The graph of the derivative $f'(x)$ of a function $f(x)$ is shown in the figure below. If $g$ is a function defined for all $x$ by $g(x) = \left | 2f(x)+x^2 \right |$ and $f(-3)=-1$, how many local minima does the function $g$ have?
This is what I have done. From the figure, I can draw this table
We have $g(x)=\sqrt{( 2f(x)+x^2 )^2}$ so its derivative is $g'(x)=\frac{2(2f(x)+x^2)(2f'(x)+2x)}{2\sqrt{(2f(x)+x^2)^2}}$. I see that $2f'(-3)+2(-3)=0$ and $2f'(-1)+2(-1)=0$ so $g'(-3)=0$ and $g'(-1)=0$. I believe that there exists an $-3<x_0<-1$ such that $2f'(x_0)+2(x_0)=0$ which implies $g'(x_0)=0$. I'm stuck here, I don't know the sign of $g'(x)$ in any interval.
This is my prediction. We have $g(x)=\left | 2\left [ f\left ( x \right )-\left ( \frac{-x^2}{2} \right ) \right ] \right |$, consider the graph of the function $y=f(x)$ and the function $y=\frac{-x^2}{2}$. From the table above, I think that the graph of the function $y=f(x)$ is always "higher" (I don't know the exact word) than the graph of the function $y=\frac{-x^2}{2}$ for all $x$, which implies $\left [ f\left ( x \right )-\left ( \frac{-x^2}{2} \right ) \right ] >0$ for all $x$, so $g(x) = 2f(x)+x^2$ and its derivative is $g'(x)=2f'(x)+2x=2[f'(x)-(-x)]$. Now from the figure above, draw the graph of the function $y=-x$. We will see that the two graphs have 3 intersection points, which are $(-3,3)$, $(-1,1)$ and $(x_0,-x_0)$ where $-3<x_0<-1$, we notice that $f'(x)-(-x)>0$ for $-3<x<x_0$ (the graph of $y=f'(x)$ is higher) and $f'(x)-(-x)<0$ for $x_0<x<-1$ (the graph of $y=-x$ is higher). I draw this table
I conclude that $g$ has 2 local minima. If my prediction is right please show me how to prove this, or show me another way to finish this exercise. Thank you.
You're correct, but you can do this in a simpler way:
$$g'(x) = 2 \operatorname{sgn}(2 f(x) + x^2) (f'(x) + x)$$ where
$\operatorname{sgn}(x)$ is the sign of $x$.

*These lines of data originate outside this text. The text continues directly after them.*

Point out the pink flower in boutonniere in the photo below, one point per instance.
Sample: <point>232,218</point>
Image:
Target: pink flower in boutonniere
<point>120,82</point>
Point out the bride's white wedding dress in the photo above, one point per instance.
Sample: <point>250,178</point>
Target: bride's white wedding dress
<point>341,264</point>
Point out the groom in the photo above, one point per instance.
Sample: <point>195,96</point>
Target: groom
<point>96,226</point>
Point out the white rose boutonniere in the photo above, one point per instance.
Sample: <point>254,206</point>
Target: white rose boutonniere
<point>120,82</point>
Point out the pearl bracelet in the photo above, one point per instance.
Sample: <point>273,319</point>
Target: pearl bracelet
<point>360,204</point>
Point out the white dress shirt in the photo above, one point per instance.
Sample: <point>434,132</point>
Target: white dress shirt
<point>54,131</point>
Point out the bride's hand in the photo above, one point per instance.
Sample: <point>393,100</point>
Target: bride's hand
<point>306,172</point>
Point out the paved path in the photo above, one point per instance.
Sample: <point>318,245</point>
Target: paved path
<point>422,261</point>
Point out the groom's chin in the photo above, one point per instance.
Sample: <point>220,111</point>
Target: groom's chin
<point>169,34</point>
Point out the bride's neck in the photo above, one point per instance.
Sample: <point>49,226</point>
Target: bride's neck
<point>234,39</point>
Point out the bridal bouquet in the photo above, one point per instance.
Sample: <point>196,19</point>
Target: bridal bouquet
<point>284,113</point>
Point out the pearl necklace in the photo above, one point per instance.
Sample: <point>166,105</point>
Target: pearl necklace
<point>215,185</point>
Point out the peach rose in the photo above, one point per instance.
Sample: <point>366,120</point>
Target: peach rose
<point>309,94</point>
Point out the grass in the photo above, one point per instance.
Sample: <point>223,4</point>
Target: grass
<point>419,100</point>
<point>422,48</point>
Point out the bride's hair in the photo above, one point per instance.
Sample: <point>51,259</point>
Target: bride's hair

We want $$g'(x) = 2 \operatorname{sgn}(2 f(x) + x^2) (f'(x) + x) = 0$$
Divide by $2 \operatorname{sgn}(2 f(x) + x^2)$ to get
$$f'(x) + x = 0$$ or equivalently $$x = -f'(x)$$
We can find all the points where $x = -f'(x)$ by looking at where $y = -x$ intersects the graph of $f'(x)$. We see that this occurs at $(-3,3)$, $(-1,1)$, and somewhere in between, and so we know that $g$ has 3 local extrema (not necessarily minima, as you noticed).
And then your logic about $f'(x)$ being "higher" (I don't know what the term would be either, but I understand what you mean) is correct, completing the solution by showing that minima exist at $x=-3$ and $x=-1$.